Rail board meetings will be broadcast on local cable television starting next week, thanks to a push by the public and lawmakers for more transparency into the cash-strapped transit project.
City officials announced the agreement Thursday between Honolulu Authority for Rapid Transportation and Olelo Community Media to show the live HART board meetings on ‘Olelo Channel 55, rebroadcast them at least three times and then archive the footage on the ‘Olelo website.
The deal was spurred by a resolution introduced last month by Honolulu City Councilman Trevor Ozawa urging HART to televise its board meetings amid growing scrutiny and financial woes surrounding the project’s completion.
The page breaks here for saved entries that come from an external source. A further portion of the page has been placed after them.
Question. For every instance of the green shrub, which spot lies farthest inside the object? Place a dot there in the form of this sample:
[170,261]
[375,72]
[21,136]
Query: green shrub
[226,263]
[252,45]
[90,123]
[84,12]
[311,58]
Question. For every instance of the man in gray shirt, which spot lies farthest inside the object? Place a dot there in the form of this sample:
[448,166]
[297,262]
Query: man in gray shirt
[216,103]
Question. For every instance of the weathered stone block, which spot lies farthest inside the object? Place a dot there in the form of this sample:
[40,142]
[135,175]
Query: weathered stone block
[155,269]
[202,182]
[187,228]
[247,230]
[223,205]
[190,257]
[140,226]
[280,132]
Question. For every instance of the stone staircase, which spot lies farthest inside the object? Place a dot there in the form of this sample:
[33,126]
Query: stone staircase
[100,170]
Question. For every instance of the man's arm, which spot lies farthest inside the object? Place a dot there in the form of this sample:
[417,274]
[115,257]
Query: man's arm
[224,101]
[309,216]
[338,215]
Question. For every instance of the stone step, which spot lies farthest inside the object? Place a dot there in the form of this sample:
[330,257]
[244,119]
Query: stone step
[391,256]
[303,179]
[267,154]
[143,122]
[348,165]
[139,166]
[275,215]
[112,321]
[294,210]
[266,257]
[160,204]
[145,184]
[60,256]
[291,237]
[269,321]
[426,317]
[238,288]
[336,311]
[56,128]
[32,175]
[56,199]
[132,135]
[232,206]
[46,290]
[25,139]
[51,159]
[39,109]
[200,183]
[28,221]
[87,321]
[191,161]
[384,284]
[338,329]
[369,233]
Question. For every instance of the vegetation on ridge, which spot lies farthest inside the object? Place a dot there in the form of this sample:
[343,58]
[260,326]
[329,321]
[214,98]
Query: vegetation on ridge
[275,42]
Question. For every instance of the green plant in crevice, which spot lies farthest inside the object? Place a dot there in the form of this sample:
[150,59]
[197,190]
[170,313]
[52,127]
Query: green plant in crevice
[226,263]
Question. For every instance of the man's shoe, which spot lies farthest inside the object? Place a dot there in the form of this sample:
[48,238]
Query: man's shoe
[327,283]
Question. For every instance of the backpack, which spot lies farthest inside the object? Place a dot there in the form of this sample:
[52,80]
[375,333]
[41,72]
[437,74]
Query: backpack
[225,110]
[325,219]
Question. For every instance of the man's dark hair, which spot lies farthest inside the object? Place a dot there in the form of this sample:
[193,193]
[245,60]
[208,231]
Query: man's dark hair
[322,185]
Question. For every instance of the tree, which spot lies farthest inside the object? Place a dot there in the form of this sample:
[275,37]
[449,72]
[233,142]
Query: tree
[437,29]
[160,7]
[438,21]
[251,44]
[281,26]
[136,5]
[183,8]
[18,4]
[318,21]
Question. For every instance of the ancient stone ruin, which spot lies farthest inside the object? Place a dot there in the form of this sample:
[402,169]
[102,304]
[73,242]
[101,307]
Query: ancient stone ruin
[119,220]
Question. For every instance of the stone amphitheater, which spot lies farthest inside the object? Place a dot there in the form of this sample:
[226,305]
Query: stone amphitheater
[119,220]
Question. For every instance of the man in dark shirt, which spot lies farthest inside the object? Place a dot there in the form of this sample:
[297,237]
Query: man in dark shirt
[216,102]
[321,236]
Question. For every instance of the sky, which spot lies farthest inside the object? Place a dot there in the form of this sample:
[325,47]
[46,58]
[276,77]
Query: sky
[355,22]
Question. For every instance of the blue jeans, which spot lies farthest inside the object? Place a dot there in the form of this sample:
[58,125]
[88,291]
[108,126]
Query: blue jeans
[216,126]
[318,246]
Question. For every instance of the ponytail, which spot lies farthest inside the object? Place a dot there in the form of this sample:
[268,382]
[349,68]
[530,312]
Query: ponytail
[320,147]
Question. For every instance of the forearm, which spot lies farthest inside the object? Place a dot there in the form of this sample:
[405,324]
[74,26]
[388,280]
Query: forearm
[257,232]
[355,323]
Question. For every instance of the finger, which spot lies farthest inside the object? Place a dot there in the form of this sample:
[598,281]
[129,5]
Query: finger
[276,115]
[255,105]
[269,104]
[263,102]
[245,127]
"This is a way to instill public trust in the biggest project that we’ve ever seen here. It’s a sensible way to get transparency — real transparency," Ozawa said prior to the deal’s announcement Thursday while touting his resolution to media in front of Alii Place. The 25-story office building downtown is where HART keeps its headquarters and holds most of its board meetings.
"Everybody sees our discussions at the City Council, and I think it’s about time that we have the biggest project in our state’s history be on TV."
The HART board also occasionally meets at Kapolei City Hall. The agency’s staff and consultants typically comprise most of the audience at those meetings — along with a handful of residents concerned by or interested in the project.
Broadcasting the meetings will cost HART a one-time expense of $7,000 for the equipment, plus annual costs of about $9,000 to $10,000 to provide closed captioning, according to city officials. ‘Olelo won’t charge a fee for production services — those costs will be covered by the nonprofit media company’s own budget, funded by fees received by cable service providers, according to Jesse Broder Van Dyke, a spokesman for Honolulu Mayor Kirk Caldwell.
The first live broadcast is slated for Thursday.
The deal to televise rail meetings also comes as state lawmakers weigh whether to extend Oahu’s 0.5 percent general excise tax surcharge to help close a project budget gap of as much as $910 million.
Ultimately it would fall to Gov. David Ige to decide whether to sign such a rail-tax extension into law.
Ige has said in recent weeks that he has not seen a reason to pass an extension now. However, asked Thursday whether he still sees no immediate reason to act, Ige said he’ll be watching to see what the Legislature decides, adding that "any measure should really be focused on the approved project, so the 20 miles that the public has embraced and the funding agreement is focused on."
His comments Thursday were similar to sentiments expressed last week by Senate Ways and Means Chairwoman Jill Tokuda (D, Kailua-Kaneohe), who said that any rail tax extension passed in this session should be limited to helping the city finish what it has already started.